Christlicher Missionseifer und koloniale Überfremdung hatten bei vielen Völkern Glauben und Vertrauen in die eigenen spirituellen Traditionen schwinden lassen. Die Wende, die Blavatsky einleitete, wird am Beispiel Gandhis deutlich. Dieser lernte nicht in Indien, sondern erst in London durch Vermittlung theosophischer Freunde, zweier Brüder, das Weisheitsbuch seines Volkes, die Bhagavad Gita, kennen:
„Sie sprachen mit mir über die Gita ... und luden mich ein, das Original gemeinsam zu lesen. Ich empfand Scham, denn ich hatte diese göttliche Dichtung weder im Sanskrit noch in Gujarati gelesen ..." Dieses Buch wurde bekanntlich zum wichtigsten Buch seines Lebens, auf dem er seine Politik der Gewaltlosigkeit (ahimsa) aufbaute. Nicht zu unterschätzen auch die Wirkung, die der Schlüssel zur Theosophie auf ihn ausübte: „Ich erinnere mich, dass ich auf Veranlassung der Brüder Madame Blavatskys Schlüssel der Theosophie gelesen habe. Dieses Buch entfachte den Wunsch in mir, Bücher über den Hinduismus zu lesen und befreite mich von der durch die Missionare genährten Vorstellung, der Hinduismus sei voller Aberglaube."8
"Isis Entschleiert" (1877) und „Geheimlehre" (1888)
Köstlich die Ironie, mit der Blavatsky die vermeintliche Überlegenheit ihrer Zeit kommentiert.9 Mit unglaublichem Mut reißt sie Fassaden angeblicher Gelehrsamkeit ein und enthüllt dabei eine Vielfalt okkulten (d. h. verborgenen) Wissens: die Umrisse einer, wie sie sagt, okkulten Wissenschaft, die jenseits des physischen Schleiers, eine komplexe und umfassende Sicht von Mensch und Kosmos beinhaltet. Im Unterschied zur Isis, die die einzelnen Spuren uralter Weisheit in den verschiedenen Überlieferungen aufdeckt, bringt ihr Monumentalwerk, Die Geheimlehre, eine zusammenhängende Darstellung dieser Uralten Weisheit.10
Das Werk behandelt im e r s t e n Band kosmische und menschliche Evolution in ihren ersten Anfängen: wie Welten entstehen oder vielmehr, wie sie nach einer Zeit der Ruhe wiedergeboren werden, und wie sich unser Globus und seine niedrigeren Bereiche bis zu der Zeit entwickelten, als die menschliche Form entstand.
Es behandelt im z w e i t e n Band die weitere Entwicklung dieser Form, das Aufleuchten des Bewusstseins durch die Inkarnation menschlicher Seelen aus früheren Welten, die darauffolgende Evolution der frühen Menschengeschlechter bis zur heutigen Zeit und deren mögliche zukünftige Entwicklung.
Schöpfungsmythen der Völker werden herangezogen und in ihrem tieferen Sinngehalt erläutert, untergegangene Kontinente und Zivilisationen wie Atlantis, Lemurien u.a. beleuchtet, die Entwicklung der Menschheit in ihren früheren, feinerstofflichen Zuständen und den Phasen zunehmender Verdichtung dargestellt (was Plato nur in Bildern beschreibt: Seelenvogel, Verlust der Schwingen und Gefangensein im Körper, Trennung der Geschlechter).
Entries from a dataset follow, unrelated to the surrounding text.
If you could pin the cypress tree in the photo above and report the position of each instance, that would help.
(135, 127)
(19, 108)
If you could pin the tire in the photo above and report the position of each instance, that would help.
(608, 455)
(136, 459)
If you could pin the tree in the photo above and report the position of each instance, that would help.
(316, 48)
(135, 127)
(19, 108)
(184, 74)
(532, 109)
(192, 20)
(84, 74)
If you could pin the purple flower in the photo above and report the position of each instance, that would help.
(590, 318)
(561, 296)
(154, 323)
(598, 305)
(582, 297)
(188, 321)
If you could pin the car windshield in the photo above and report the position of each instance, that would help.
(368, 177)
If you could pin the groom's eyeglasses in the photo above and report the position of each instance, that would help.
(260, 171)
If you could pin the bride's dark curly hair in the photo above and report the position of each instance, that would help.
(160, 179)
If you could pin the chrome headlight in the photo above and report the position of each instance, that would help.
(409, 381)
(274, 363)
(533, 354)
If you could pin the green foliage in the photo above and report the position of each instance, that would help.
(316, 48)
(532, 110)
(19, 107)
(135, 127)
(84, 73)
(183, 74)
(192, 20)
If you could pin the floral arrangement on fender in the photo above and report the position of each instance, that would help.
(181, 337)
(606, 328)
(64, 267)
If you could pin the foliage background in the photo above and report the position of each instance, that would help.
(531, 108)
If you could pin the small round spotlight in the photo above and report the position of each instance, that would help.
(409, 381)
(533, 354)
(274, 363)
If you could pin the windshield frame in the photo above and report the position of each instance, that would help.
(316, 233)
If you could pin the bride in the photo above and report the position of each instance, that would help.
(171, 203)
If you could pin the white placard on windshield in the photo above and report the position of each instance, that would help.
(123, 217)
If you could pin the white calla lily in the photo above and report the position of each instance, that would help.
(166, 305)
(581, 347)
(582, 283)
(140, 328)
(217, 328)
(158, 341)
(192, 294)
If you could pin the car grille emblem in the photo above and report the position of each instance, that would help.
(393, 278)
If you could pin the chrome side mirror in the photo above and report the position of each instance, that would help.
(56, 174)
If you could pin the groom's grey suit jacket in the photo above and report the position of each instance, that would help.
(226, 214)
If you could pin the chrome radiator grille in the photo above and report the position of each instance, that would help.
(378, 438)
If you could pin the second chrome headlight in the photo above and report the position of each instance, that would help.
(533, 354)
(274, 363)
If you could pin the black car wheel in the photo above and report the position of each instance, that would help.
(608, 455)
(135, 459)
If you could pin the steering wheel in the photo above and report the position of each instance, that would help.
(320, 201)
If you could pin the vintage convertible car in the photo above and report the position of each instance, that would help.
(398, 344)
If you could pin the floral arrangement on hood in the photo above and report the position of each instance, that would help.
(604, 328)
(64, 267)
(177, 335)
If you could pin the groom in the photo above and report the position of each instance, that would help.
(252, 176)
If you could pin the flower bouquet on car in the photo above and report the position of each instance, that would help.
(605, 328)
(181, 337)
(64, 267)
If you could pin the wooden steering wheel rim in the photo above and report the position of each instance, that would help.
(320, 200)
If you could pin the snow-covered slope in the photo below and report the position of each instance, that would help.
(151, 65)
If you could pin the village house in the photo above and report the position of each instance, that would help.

Der Blick senkt sich in schier unermessliche Zeiträume; gleichzeitig werden die Spuren des Wissens, sowohl in den spirituellen Traditionen des Ostens als auch denen des Westens, insbes. der pythagoreisch-(neu)platonischen Philosophie (dem „letzten Hort der Weisheitsreligion") offenbar.
Die Geheimlehre fußt, so erklärt Blavatsky, auf der „gesammelten Weisheit der Zeitalter". Sie betont, dass dies kein von ihr erfundenes spekulatives System, keine Einbildung einzelner Menschen sei. „In der Tat handelt es sich um die lückenlosen Aufzeichnungen Tausender Generationen von Sehern." Von ihr stamme nur das Band, das diesen Blumenstrauß zusammenhält (Studienausgabe, Satteldorf 1999, S.69, 201).